Boyle and Beeson state that other studies have failed to see an increase in invasion when using serum and cite three reports (Campbell et al., 1979, Chulay et al., 1981, Kennedy et al., 2015). The studies by Campbell et al. and Chulay et al. were carried out with P. falciparum grown in human RBCs exposed to serum from immune and non-immune Aotus monkeys. In these cases, there is a confounding effect of incompatibility between Aotus serum and human RBCs that makes interpretation difficult. Kennedy et al. did not measure parasitemia directly but measured parasite LDH as a surrogate. In addition, they allowed the parasites to grow for 32–36 h as opposed to overnight cultures in our studies.

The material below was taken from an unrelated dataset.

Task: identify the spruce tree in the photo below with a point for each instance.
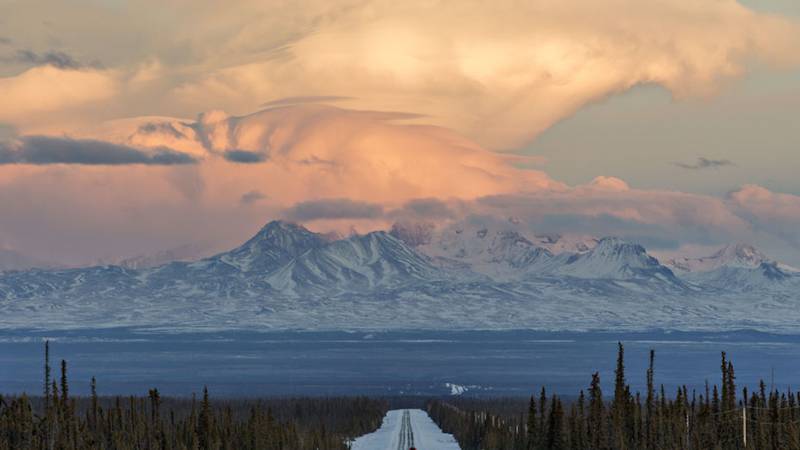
(531, 431)
(619, 407)
(596, 419)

Finally, Boyle and Beeson argue that if antibodies against MSP1 were to increase invasion, trials of MSP1-based vaccines would have observed increased parasitemias in vaccinated individuals. We feel this is a misinterpretation of our findings. The final outcome of a vaccine, whether efficacy (inhibition of the pathogen), enhancement, or neither, will depend on the repertoire of antibodies that are produced and on their target antigens. Our studies have demonstrated that it is possible for anti-merozoite antibodies to enhance RBC invasion and this mechanism can counteract the efficacy of inhibitory antibodies. Thus, if a vaccine is producing both inhibitory antibodies and antibodies that enhance invasion, the net effect could be efficacy (inhibition), no efficacy, or an enhancing effect, depending on the relative amounts of each of the types of antibodies produced. Hence, the lack of enhancement effect in vaccine trials, does not exclude the possibility that some antibodies actually enhance.

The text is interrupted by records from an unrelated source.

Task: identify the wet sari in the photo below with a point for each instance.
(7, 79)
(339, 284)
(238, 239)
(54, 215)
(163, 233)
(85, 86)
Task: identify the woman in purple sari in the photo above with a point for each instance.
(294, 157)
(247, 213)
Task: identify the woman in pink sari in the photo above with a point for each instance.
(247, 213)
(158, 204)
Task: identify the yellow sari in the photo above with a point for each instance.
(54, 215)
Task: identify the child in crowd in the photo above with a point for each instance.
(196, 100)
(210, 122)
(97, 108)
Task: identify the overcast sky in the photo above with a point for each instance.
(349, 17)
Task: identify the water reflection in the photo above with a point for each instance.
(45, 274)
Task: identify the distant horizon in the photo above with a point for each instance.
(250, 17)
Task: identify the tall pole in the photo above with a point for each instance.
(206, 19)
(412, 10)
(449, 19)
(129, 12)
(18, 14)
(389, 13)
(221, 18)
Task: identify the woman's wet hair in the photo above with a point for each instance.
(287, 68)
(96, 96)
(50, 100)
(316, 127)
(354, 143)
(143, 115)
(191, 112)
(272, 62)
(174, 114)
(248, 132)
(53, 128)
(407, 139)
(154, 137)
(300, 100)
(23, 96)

The use of filter-purified merozoites has been championed by Boyle and Beeson and the vast majority of the published studies utilizing this merozoite purification method have come from their laboratory or close collaborators. By their own admission, their assay is “more sensitive than standard growth inhibition assays” (Boyle et al., 2010) which could be interpreted as saying that the merozoites are more susceptible to inhibition than naturally egressed merozoites (Figure 3C and 3D, (Boyle et al., 2010)). We propose that the increased susceptibility to inhibition by antibodies is due to damage from excessive manipulation during the purification process. In addition to filtration, depending on the protocol used by Boyle and Beeson, this could also include an additional purification step through magnetic columns to remove hemozoin. The damage to the merozoites is reflected in the fact that an extremely high ratio of purified merozoites to RBCs (~ 6:1) is needed to attain a parasitemia of ~ 1.8% after 24/48 h (Figure S5B, (Boyle et al., 2010)). Assuming that 16 merozoites egress from one schizont, this merozoite to RBC ratio is equivalent to incubating target RBCs with a starting parasitemia of ~ 27.3% (3 infected RBCs for 8 uninfected RBCs). By contrast, our invasion assays can easily achieve a parasitemia of 8% or higher with a starting parasitemia of 0.5 to 1%.

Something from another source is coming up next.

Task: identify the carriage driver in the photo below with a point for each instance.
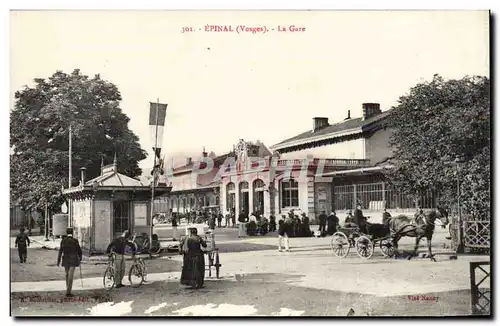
(359, 219)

We hypothesize that filtration is also causing stripping of merozoite surface proteins. Recent work has shown that merozoites can recruit the soluble complement regulator factor H (Kennedy et al., 2015, Rosa et al., 2015). We are concerned that filtration could also strip factor H or other complement regulators off merozoites making them more susceptible to complement. However, we are aware that the studies of factor H used filter-purified merozoites. Therefore, if stripping does occur, it does not lead to 100% removal of surface antigens.

Despite its shortcomings, we believe that the use of filter-purified merozoites can be a useful tool in the understanding of host-parasite interactions. However, we need to understand its limitations. In our hands (Biryukov et al., 2016), filter-purified merozoites are not equivalent to naturally egressed merozoites that are allowed to invade within minutes. Therefore, in our opinion, any invasion data that utilizes filter-purified merozoites should be interpreted with caution.

Sincerely,

José A. Stoute

Sergei Biryukov

The authors declare no conflict of interest.